Sharing with Peers

This blog post comes from Carole Geneix, Director of Teaching and Learning at Washington International School’s Tregaron campus. Carole writes a weekly blog called Tregaron Educators, which documents teaching and learning across the Middle and Upper schools at WIS.

On the WIS Tregaron campus, peers—whether students or teachers—share their thinking, blurring the frontier between teaching and learning.
Recently, several teachers presented peer-to-peer workshops. Here are two examples:

Using the Seesaw Website:
Seesaw is an easy way for students to share their thinking with their peers. Through the website, students build electronic portfolios, interact with each other, learn online etiquette, and share their work with an outside audience (parents and, in our case, a sister school). Parents see only their own child’s documentation.
The calendar allows teachers to see what contributions were made in a given day and gives a quick preview of students’ uploads.

The possibilities of uploads are varied: photo, video, drawing, file, note or link.

Students can comment on each other’s documents by “liking” them or post a comment.

Teachers can click on a student’s file and see everything the student has posted at once, or click on a date and see all students’ documentation.

It is an intuitive and appealing visual tool that is more about documenting thinking and sharing ideas on an online platform rather than submitting assignments. Teachers can also create a class blog through the website.

What are the benefits of this online sharing for students?

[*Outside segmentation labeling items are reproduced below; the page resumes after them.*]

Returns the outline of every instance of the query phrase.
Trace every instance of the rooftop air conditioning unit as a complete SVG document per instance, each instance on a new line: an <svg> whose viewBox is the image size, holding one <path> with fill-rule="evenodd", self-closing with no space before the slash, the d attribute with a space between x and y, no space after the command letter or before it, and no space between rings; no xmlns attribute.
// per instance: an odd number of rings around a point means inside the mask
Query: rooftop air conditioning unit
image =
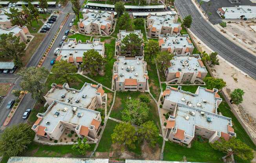
<svg viewBox="0 0 256 163"><path fill-rule="evenodd" d="M185 120L189 120L189 116L185 116L184 118L185 118Z"/></svg>
<svg viewBox="0 0 256 163"><path fill-rule="evenodd" d="M205 115L205 113L204 112L201 112L200 114L201 114L201 116L203 116Z"/></svg>
<svg viewBox="0 0 256 163"><path fill-rule="evenodd" d="M76 112L77 110L77 107L73 107L72 108L72 111L75 112Z"/></svg>
<svg viewBox="0 0 256 163"><path fill-rule="evenodd" d="M60 114L60 113L58 112L56 112L55 113L54 113L54 117L55 118L57 118L58 117L58 116Z"/></svg>
<svg viewBox="0 0 256 163"><path fill-rule="evenodd" d="M66 107L64 107L64 108L63 108L63 109L62 109L62 110L64 112L66 112L67 111L68 111L68 108L67 108Z"/></svg>

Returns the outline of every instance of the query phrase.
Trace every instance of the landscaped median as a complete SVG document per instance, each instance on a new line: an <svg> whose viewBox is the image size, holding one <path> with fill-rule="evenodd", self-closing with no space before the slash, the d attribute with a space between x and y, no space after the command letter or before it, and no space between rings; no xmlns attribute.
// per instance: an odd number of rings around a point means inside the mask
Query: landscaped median
<svg viewBox="0 0 256 163"><path fill-rule="evenodd" d="M4 122L3 125L4 126L6 126L8 124L9 124L11 120L11 118L13 118L13 116L14 115L14 113L15 113L15 111L20 105L20 103L21 102L23 98L24 98L24 96L25 96L25 94L27 93L27 92L22 91L21 91L20 93L20 95L19 96L18 98L15 100L14 106L13 107L11 110L11 112L10 112L10 113L9 113L9 114L6 118Z"/></svg>

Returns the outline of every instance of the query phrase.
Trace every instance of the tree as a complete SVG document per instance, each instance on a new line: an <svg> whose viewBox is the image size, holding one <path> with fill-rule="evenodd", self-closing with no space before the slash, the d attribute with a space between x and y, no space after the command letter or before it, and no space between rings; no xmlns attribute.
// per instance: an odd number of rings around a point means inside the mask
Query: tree
<svg viewBox="0 0 256 163"><path fill-rule="evenodd" d="M223 79L219 78L207 77L203 80L207 85L207 88L209 89L212 89L214 88L221 90L222 88L226 87L226 82Z"/></svg>
<svg viewBox="0 0 256 163"><path fill-rule="evenodd" d="M107 62L106 60L94 49L84 53L82 61L82 66L84 70L95 75L103 69L104 64Z"/></svg>
<svg viewBox="0 0 256 163"><path fill-rule="evenodd" d="M183 25L187 28L189 28L192 24L192 17L191 15L188 15L183 19Z"/></svg>
<svg viewBox="0 0 256 163"><path fill-rule="evenodd" d="M137 100L128 100L122 112L122 119L132 124L140 125L148 117L150 108L148 104Z"/></svg>
<svg viewBox="0 0 256 163"><path fill-rule="evenodd" d="M81 81L77 76L70 75L77 71L75 65L62 60L55 63L51 69L51 72L54 74L55 78L58 79L61 83L67 82L69 85L70 85L71 82Z"/></svg>
<svg viewBox="0 0 256 163"><path fill-rule="evenodd" d="M111 134L113 143L124 144L130 149L135 149L134 143L138 139L135 132L135 128L130 123L123 122L117 125Z"/></svg>
<svg viewBox="0 0 256 163"><path fill-rule="evenodd" d="M159 130L152 121L148 121L141 125L137 131L141 142L145 140L150 143L152 147L155 147L159 136Z"/></svg>
<svg viewBox="0 0 256 163"><path fill-rule="evenodd" d="M120 17L125 11L124 4L122 1L119 1L115 4L115 10L117 14L117 18Z"/></svg>
<svg viewBox="0 0 256 163"><path fill-rule="evenodd" d="M74 11L75 14L77 15L79 20L79 14L80 13L80 8L81 8L79 0L71 0L71 3L72 3L72 9Z"/></svg>
<svg viewBox="0 0 256 163"><path fill-rule="evenodd" d="M162 51L158 53L155 59L155 62L157 63L158 68L160 70L167 69L170 60L172 59L174 55L170 54L167 51Z"/></svg>
<svg viewBox="0 0 256 163"><path fill-rule="evenodd" d="M7 127L0 137L0 153L8 157L22 153L32 142L33 132L27 123Z"/></svg>
<svg viewBox="0 0 256 163"><path fill-rule="evenodd" d="M215 141L210 145L216 150L218 150L227 154L226 157L232 154L243 160L250 161L254 158L252 149L240 139L232 137L229 141L221 138L220 141Z"/></svg>
<svg viewBox="0 0 256 163"><path fill-rule="evenodd" d="M11 7L9 13L4 13L8 17L8 19L11 19L11 22L13 25L18 25L23 27L26 24L24 20L22 12L18 9Z"/></svg>
<svg viewBox="0 0 256 163"><path fill-rule="evenodd" d="M80 154L84 155L86 153L87 150L90 148L91 146L89 144L86 143L87 139L86 137L84 138L82 142L81 139L80 138L78 139L78 144L73 145L72 146L72 149L77 150Z"/></svg>
<svg viewBox="0 0 256 163"><path fill-rule="evenodd" d="M131 33L123 39L121 44L122 54L127 52L131 53L132 56L141 56L141 48L143 40L135 33Z"/></svg>
<svg viewBox="0 0 256 163"><path fill-rule="evenodd" d="M230 95L231 100L230 102L234 102L236 104L239 104L243 101L243 96L245 92L240 88L235 89Z"/></svg>
<svg viewBox="0 0 256 163"><path fill-rule="evenodd" d="M131 31L132 29L132 19L127 13L125 13L118 18L117 24L120 30Z"/></svg>
<svg viewBox="0 0 256 163"><path fill-rule="evenodd" d="M26 45L24 42L20 43L20 37L12 33L0 35L0 57L11 58L16 67L22 65L21 57L25 54Z"/></svg>
<svg viewBox="0 0 256 163"><path fill-rule="evenodd" d="M148 43L145 46L144 50L144 55L146 59L151 60L156 56L156 54L159 52L158 43L152 40L150 40Z"/></svg>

  •  A renewed sense of belonging to a community of learners
  • An opportunity to see and appreciate your peers’ documentation 
  • A chance to have an audience, which leads to professionalism and ownership

Using Mind Maps as Summative Assessment:
Another workshop was about a summative assessment that required students to draw mind maps to synthesize the major points of a topic. A more traditional approach to the same assessment would have been to write an essay about these concepts. Below are a few screenshots of what students produced on poster boards.

Students had the option of choosing to submit their work electronically via the Google Drive add-on Lucidchart.

The assignment was differentiated in several ways:

  • It catered to various types of learners who might learn best while doing (making a poster), visualizing and drawing (making a concept map) or writing more linearly (using blocks of texts). It also appealed to students who choose technology over paper.
  • Even though the instructions and the assessment criteria were the same for everyone, the final assignments looked very different from one another. The “key” that students provided with their map helped both students and teachers understand the logic behind their choices of color, shape, type of links, or interaction between objects.
  • The assessment criteria were similar to an essay’s and were coherent with future International Baccalaureate Diploma Program requirements. One criterion was specific to the visual aspect of the assignment while all the other criteria were about depth of content and rigor of process. The rubric was driven by the idea of understanding rather than content coverage.

The rubric was similar to the Project Zero Understanding Map:

The assignment emphasized the idea of connections within the unit and outside (link between history, philosophy and economics, in particular), which is a springboard for interdisciplinary thinking at the IB Diploma level (the Theory of Knowledge course comes to mind) and beyond.